Mais le paysage des aides évolue. Les transferts aux ménages liés à la CSG et aux programmes associés devraient diminuer de Rs 6,5 milliards pendant l’exercice actuel et de Rs 32,9 milliards sur trois ans. En parallèle, les programmes ministériels ciblés de réduction de la pauvreté et de protection sociale augmenteraient, tout comme les subventions de la State Trading Corporation, à hauteur de Rs 2,5 milliards supplémentaires par an.

Pension : Rs 6,2 milliards supplémentaires après le retrait du «means test»

La stratégie budgétaire repose sur une consolidation des finances publiques soutenue par la croissance plutôt que par une diminution nominale de la dette. L’objectif est également de contenir les dépenses et d’améliorer leur efficacité, tandis que les recettes doivent davantage provenir d’une meilleure administration fiscale, d’une conformité accrue et de la croissance que d’une hausse généralisée des impôts.

Mais l’ONU identifie plusieurs hypothèses susceptibles de fragiliser cette trajectoire : l’évolution de la crise au Moyen-Orient, une croissance réelle durable de 3,5 % à 4 %, le coût de l’emprunt, les gains de productivité et la réforme des pensions.

Le retrait du means test dans la réforme de la pension de vieillesse doit notamment entraîner Rs 6,2 milliards de dépenses supplémentaires, soit environ 0,7 % du PIB. Le déficit initialement projeté à 3,7 % du PIB et la dette du secteur public à 85,6 % devront donc intégrer ce coût supplémentaire.

Les investissements publics vont presque doubler en proportion du PIB

L’un des changements majeurs du Budget reste le déplacement progressif des ressources vers l’investissement. Les dépenses en capital devraient passer d’environ 2,5 % du PIB en 2025-2026 à 4 % en 2027-2028, soit une hausse considérable.

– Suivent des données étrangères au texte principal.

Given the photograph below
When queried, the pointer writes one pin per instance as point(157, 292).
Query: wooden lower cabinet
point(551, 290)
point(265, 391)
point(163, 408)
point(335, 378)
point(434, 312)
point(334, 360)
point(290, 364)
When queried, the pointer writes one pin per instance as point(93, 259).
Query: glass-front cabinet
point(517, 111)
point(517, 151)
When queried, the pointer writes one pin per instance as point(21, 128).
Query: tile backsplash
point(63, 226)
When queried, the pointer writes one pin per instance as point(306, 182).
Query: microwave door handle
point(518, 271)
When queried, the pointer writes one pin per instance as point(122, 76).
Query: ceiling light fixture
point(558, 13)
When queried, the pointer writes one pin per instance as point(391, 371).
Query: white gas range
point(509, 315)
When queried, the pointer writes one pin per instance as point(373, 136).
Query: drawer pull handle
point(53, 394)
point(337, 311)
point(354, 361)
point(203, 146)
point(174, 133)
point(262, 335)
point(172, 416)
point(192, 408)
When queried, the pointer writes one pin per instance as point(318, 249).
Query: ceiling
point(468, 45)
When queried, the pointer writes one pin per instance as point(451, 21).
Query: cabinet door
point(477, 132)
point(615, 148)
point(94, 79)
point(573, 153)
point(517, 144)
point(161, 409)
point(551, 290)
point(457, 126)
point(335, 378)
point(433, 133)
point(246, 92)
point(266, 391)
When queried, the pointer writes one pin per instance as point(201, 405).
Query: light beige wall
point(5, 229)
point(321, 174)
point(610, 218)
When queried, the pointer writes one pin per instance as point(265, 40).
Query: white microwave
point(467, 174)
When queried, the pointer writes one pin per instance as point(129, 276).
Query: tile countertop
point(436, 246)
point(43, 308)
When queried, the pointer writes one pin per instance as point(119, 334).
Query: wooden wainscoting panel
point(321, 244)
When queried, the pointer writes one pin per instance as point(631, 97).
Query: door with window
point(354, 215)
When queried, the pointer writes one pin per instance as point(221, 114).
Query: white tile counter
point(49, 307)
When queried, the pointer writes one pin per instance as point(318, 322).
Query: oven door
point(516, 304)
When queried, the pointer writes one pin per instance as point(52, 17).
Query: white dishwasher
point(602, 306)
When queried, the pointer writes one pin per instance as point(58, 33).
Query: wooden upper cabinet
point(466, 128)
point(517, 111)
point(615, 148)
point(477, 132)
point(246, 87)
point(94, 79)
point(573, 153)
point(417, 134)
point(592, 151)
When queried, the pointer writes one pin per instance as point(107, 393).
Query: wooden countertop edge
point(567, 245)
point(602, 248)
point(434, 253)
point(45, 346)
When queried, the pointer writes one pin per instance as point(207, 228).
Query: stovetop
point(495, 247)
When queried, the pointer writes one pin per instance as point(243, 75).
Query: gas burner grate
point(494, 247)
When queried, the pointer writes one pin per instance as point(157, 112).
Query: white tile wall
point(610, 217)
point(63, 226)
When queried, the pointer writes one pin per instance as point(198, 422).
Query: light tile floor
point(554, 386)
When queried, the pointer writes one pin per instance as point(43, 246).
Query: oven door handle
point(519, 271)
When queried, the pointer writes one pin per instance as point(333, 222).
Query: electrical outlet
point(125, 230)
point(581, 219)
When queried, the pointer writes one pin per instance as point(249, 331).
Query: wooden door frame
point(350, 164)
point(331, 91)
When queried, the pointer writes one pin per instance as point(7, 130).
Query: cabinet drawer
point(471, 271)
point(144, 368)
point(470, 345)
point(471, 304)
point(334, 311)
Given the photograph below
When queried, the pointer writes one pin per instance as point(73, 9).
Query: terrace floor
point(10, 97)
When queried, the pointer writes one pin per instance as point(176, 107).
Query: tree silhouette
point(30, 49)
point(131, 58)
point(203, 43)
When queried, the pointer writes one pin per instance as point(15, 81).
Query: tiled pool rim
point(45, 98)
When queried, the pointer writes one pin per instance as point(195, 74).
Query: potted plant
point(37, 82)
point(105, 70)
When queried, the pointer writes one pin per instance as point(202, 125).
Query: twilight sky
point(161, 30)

L’ONU reconnaît que les investissements dans les infrastructures, la technologie et le capital humain peuvent améliorer durablement la capacité productive du pays. Mais elle insiste sur une condition : la qualité des projets sélectionnés et leur exécution effective.

C’est là que se situe probablement le principal avertissement du rapport. Des ressources budgétaires et de nouvelles politiques ne suffiront pas si les institutions ne peuvent pas les transformer rapidement en projets achevés et en résultats mesurables.

Les Nations unies préconisent ainsi une amélioration des marchés publics, de la gestion des finances publiques, de l’administration fiscale et du gouvernement numérique, mais aussi davantage d’expertise technique, de compétences en gestion de projet et de capacité administrative au sein des ministères. Elles recommandent également un suivi plus serré de l’exécution budgétaire, de l’achèvement des projets et de la qualité des services publics.